Album Review: KATATONIA -Dethroned and Uncrowned




KScope – Released 9 September 2013

So, is it possible to improve on perfection?

When I reviewed Katatonia’s ‘Dead End Kings’ album a year ago (q.v.) it got a well-deserved five star rating and made it into my best five albums of the year, such was the magnificence of its juxtaposition of thunderous riffage and gossamer-like tranquility.

As a fan of the lighter side of progressive rock, imagine my delight to find that the band had decided to strip away the more strident elements of the album and emphasise the quieter side of things.

Gone are the slabs of doom-laden electric guitar. Gone are the pounding drums. Gone are the occasional raucous vocals.

In their place appear delicate piano, gently strummed ethereal acoustics, heartfelt vocals and dreamy keyboards which sound like a whole orchestra turned up at the studio.

Make no mistake, Katatonia have taken a real risk here.
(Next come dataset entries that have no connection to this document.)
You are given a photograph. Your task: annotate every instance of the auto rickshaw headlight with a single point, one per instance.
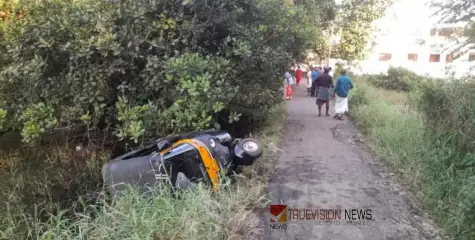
(212, 143)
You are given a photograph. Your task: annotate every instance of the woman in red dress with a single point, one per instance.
(298, 75)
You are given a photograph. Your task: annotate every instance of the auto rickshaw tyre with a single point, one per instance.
(247, 151)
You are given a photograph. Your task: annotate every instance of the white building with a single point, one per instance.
(409, 36)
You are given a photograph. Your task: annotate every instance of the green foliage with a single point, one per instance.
(355, 22)
(146, 69)
(397, 79)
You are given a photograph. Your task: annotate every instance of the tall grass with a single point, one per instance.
(200, 214)
(429, 156)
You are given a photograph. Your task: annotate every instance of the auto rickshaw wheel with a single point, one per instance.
(252, 147)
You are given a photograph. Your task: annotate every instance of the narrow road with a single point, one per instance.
(324, 166)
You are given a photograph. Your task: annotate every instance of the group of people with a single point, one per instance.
(320, 84)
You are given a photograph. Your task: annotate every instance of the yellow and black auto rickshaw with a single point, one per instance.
(182, 161)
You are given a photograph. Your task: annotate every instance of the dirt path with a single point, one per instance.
(324, 166)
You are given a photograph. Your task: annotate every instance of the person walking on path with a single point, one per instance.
(324, 83)
(298, 75)
(288, 86)
(342, 88)
(315, 74)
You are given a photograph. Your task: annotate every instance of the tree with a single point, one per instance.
(354, 20)
(143, 69)
(458, 11)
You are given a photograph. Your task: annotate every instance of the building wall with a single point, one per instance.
(406, 29)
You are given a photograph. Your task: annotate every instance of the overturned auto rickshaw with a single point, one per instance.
(182, 161)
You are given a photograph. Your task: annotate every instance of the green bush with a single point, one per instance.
(146, 68)
(398, 79)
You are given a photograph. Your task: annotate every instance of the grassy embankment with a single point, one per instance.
(425, 134)
(43, 184)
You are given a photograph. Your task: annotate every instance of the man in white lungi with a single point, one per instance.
(341, 92)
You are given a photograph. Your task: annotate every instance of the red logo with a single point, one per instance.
(278, 213)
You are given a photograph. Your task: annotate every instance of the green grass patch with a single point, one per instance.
(430, 159)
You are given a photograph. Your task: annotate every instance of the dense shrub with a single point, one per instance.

The album features every track from ‘Dead End Kings’ in the same running order and it would have been easy for it to fall into the ‘just another re-mixed album’ elephant trap.
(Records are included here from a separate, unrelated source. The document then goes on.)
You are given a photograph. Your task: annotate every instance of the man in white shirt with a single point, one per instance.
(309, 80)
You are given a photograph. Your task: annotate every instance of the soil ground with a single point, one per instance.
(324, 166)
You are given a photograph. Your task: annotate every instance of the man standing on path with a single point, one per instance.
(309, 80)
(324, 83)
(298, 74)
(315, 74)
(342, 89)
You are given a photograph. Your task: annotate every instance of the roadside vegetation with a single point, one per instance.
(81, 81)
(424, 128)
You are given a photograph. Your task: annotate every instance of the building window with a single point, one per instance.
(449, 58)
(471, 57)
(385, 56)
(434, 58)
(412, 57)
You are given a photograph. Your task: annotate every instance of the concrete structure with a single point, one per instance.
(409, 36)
The fact that it doesn’t is basically down to three things – the quality of the original songs, the stellar musicianship and the vision of the band to recognise the potential.

Nothing has been lost in transition – the tracks are just as mesmerising, the stories told just as powerful, it’s just that the whole thing has been drenched with a dark mist of melancholia – taking what were already poignant, angst-ridden songs to a whole new place.

The opener, ‘The Parting’ lends itself beautifully for the transition to become apparent and by the time follow-up track ‘The One You Are Looking For Is Not Here’ has finished it’s obvious to anyone that the band has made a fabulous job of it.

‘Buildings’ is the track that perhaps most starkly indicates what has been achieved here – the original being a dense, heavy piece with thrashing metal guitars, pummelling drums and almost death-growl vocals, transformed into a thing of dark, forbidding beauty with fragile, skeletal piano figures and picked acoustic guitar.

Everyone wondered after ‘Dead End Kings’ – how could they possibly follow that? I think it’s fair to say that no-one expected this.

It is a dark, dense and inexorably bleak piece of work, and I use the word piece advisedly as the album must be listened to in its entirety, but it is also strangely uplifting in its stark beauty and almost impossible fragility and a deserved triumph for a band willing to take a risk.

So, is it possible to improve on perfection? The answer has to be – yes, in spades.